Ich werfe einen Blick nach hinten – und bekomme Panik: Ein riesiges Schiff fährt direkt hinter mir vorbei, und riesige Wellen kommen direkt auf mich zu. Schnell will ich mich wegducken, aber das ist aussichtslos, denn langsam geht mir die Luft aus, und ich werde Richtung Schiff gezogen. Ich paddle noch einmal nach Kräften, dann wird mir schwarz vor Augen, und ich merke, wie ich immer tiefer sinke.

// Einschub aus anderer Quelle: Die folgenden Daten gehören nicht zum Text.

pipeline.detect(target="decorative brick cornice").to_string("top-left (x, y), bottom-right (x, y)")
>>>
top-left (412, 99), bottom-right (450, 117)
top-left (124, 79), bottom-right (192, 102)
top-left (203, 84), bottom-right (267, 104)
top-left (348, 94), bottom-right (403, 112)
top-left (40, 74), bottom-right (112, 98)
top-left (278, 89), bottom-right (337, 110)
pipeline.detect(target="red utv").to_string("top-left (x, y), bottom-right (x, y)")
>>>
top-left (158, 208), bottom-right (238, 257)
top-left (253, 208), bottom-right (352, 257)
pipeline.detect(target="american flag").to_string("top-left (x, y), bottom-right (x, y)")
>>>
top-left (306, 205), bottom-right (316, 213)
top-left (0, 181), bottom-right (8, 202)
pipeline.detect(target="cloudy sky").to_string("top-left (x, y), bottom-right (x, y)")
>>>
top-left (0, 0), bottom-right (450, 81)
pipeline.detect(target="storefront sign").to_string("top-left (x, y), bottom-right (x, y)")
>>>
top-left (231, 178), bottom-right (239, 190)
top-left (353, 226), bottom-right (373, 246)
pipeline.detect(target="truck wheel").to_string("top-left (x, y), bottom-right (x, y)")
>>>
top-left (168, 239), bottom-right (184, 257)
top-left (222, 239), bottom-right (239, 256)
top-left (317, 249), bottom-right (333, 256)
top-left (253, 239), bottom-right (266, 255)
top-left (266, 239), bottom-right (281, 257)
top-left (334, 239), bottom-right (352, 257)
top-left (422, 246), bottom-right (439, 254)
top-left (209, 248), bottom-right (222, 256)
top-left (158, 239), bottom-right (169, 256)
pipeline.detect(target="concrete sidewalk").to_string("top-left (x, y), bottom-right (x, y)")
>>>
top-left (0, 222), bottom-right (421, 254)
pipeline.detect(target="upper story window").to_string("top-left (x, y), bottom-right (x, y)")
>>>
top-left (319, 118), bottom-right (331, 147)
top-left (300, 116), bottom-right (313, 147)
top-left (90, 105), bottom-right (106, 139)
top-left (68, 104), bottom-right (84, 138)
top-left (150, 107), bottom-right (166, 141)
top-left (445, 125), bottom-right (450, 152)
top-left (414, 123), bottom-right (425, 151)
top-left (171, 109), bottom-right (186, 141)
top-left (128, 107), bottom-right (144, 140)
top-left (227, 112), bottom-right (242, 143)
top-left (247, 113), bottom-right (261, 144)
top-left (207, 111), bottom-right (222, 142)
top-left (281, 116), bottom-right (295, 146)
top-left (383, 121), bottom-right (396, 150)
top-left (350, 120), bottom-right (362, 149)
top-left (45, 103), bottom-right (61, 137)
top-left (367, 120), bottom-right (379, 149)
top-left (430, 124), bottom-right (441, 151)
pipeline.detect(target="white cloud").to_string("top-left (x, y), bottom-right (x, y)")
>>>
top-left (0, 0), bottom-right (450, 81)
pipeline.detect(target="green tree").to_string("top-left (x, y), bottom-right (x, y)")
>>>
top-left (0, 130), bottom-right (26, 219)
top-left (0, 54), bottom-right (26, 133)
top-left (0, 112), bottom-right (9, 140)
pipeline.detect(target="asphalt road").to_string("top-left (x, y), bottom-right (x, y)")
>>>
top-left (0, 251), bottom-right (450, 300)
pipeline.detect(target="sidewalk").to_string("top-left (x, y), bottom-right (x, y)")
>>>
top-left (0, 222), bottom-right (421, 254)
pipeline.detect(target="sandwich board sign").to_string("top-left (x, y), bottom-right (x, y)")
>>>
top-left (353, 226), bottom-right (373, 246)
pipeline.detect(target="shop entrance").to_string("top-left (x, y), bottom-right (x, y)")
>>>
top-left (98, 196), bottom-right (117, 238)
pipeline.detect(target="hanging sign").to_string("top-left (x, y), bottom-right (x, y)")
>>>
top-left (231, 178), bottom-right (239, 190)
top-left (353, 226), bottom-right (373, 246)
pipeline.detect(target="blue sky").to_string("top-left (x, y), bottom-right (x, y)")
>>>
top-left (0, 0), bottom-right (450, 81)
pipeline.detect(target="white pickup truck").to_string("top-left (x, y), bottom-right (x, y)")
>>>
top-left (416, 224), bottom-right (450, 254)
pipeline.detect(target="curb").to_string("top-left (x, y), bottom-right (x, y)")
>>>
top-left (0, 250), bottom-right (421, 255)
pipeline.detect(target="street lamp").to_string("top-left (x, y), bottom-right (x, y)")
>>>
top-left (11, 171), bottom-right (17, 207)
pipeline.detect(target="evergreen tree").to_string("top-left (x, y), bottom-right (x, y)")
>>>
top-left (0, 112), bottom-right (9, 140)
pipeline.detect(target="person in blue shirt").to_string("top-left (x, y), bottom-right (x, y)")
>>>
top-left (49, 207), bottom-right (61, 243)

In diesem Moment fährt mir ein stechender Schmerz in den Nacken, irgendetwas packt mich und reißt mich wieder nach oben. Ich will mich umdrehen, bin aber zu schwach. Alles, was ich sehen kann, sind Sternchen vor meinen Augen. Ich lasse den Kopf wieder sinken und bewege mich nicht mehr. Dann werde ich aus dem Wasser gehoben. Einen Moment bleibe ich regungslos liegen, nach einer Weile öffne ich die Augen. Wie auch immer ich wieder hier hingekommen bin: Ich liege auf dem Steg und lebe noch.